Having a universal metric for which all nonprofits are measured sounds reasonable. After all, the Financial Accounting Standards Board (FASB) has us all agree to a standard definition of cash equivalents, for example. Nonprofit entities adhere to FASB as well and even have their own advisory committee on these standards. But when it comes to measuring donor impact, that cannot be distilled down to a single metric. I’ve seen this happen in education, specifically around metrics for school performance. Two schools serving two different student populations in the same town – how can I measure both schools using the same metric for college acceptance when one school is serving a larger percentage of low income, newcomers to our country and the other is serving a larger percentage of affluent, English-as-a-first language students?
As Phil cautions in his book, don’t fall into the “big data” trend by insisting that your nonprofit create voluminous dash boards or ratios such as “cost-per-life-touched”. If we insist on “big data” for our philanthropic causes before we are even ready to talk about investing in basic infrastructure such as living wages for staff or retirement planning benefits, then we are missing the point altogether. It also takes time to measure impact, which is sometimes measured in generations rather than months. As an example, I have done work with the Department of Women in San Francisco as a nonprofit board supporter for their work on policy changes to improve gender equality in the Bay Area. They spent years working to help enact the San Francisco Paid Parental Leave Ordinance.
So what should you do so you can continue to appreciate that your charitable giving has some type of impact? Giving Done Right has three simple questions to consider:
Does your giving match your stated goals and strategies?
Do the organizations you support have evidence of progress you find compelling?
Who are the big givers supporting the same goals and strategies you support, and can you learn about their efforts and their assessment of progress?
For many, the first question can cause angst as perhaps we haven’t spent the time to create a strategy with goals. So often we give because we are asked and we don’t take the time to reflect on what we want to give, who or where we want to give it and what we want to accomplish. That work is for another article but I encourage you to read Phil’s book as he has some great questions and tools to help you map this out.
“Do the organizations you support have evidence of progress you find compelling?”
~Phil Buchanan, CEO of The Center for Effective Philanthropy and author of “Giving Done Right”.

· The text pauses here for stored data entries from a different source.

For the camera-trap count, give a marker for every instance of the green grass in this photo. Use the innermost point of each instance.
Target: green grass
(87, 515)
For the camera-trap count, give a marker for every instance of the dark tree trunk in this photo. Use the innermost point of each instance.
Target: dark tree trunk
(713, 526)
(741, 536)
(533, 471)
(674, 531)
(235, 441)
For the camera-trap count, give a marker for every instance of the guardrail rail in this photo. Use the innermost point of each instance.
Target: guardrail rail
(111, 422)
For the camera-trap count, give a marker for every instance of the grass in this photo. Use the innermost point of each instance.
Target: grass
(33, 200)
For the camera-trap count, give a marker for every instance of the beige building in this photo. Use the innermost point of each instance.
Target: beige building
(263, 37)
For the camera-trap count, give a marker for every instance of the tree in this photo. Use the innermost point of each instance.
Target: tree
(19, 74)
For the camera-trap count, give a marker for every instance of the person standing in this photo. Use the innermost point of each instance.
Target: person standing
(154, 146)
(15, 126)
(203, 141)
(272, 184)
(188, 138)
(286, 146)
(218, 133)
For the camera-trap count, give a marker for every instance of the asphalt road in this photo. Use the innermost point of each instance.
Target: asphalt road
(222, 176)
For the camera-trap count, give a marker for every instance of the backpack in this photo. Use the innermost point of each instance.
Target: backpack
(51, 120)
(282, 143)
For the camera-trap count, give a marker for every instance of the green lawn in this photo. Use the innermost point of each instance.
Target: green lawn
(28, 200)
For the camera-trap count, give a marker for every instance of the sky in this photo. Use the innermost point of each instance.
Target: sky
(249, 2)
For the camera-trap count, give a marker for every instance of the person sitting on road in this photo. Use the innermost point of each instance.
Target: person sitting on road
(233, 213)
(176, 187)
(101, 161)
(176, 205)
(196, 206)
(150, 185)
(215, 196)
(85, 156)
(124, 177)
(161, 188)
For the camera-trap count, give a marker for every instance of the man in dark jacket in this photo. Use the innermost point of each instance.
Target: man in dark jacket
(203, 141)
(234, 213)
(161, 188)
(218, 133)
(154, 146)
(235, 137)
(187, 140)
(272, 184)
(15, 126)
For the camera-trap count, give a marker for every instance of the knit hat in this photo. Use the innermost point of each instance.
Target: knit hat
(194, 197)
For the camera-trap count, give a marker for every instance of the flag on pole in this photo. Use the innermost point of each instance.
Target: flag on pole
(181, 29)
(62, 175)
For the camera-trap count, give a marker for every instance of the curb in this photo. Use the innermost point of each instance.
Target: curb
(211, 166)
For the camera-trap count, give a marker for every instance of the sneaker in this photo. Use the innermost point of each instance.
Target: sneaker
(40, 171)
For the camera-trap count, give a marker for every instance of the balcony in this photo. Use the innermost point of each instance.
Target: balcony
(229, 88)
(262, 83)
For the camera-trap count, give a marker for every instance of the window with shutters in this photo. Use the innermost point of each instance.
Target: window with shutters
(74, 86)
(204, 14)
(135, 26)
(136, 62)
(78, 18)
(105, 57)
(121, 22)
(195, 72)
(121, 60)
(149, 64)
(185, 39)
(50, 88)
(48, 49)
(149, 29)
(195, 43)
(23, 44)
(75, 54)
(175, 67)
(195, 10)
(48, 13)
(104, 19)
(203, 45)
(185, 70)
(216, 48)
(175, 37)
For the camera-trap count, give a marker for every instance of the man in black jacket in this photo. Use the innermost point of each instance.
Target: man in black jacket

Our attitudes towards assessing non-profits is important as well. Being humble and listening to the nonprofit staff and leaders is critical to understanding how your gift will have impact. Partner and collaborate with your organization by asking them how you can support them in deepening, expanding or improving upon their work. It’s equally important not to make assumptions. In doing this work for many years, your nonprofit leaders may not see benefit to expanding to serve more lives, rather they see benefit in going deeper within the community to offer more services and support. Or, these same leaders may need your help in advocating for improvement in infrastructure for their organization. In any event, by engaging and listening, you are putting yourself on the right path to assessing impact.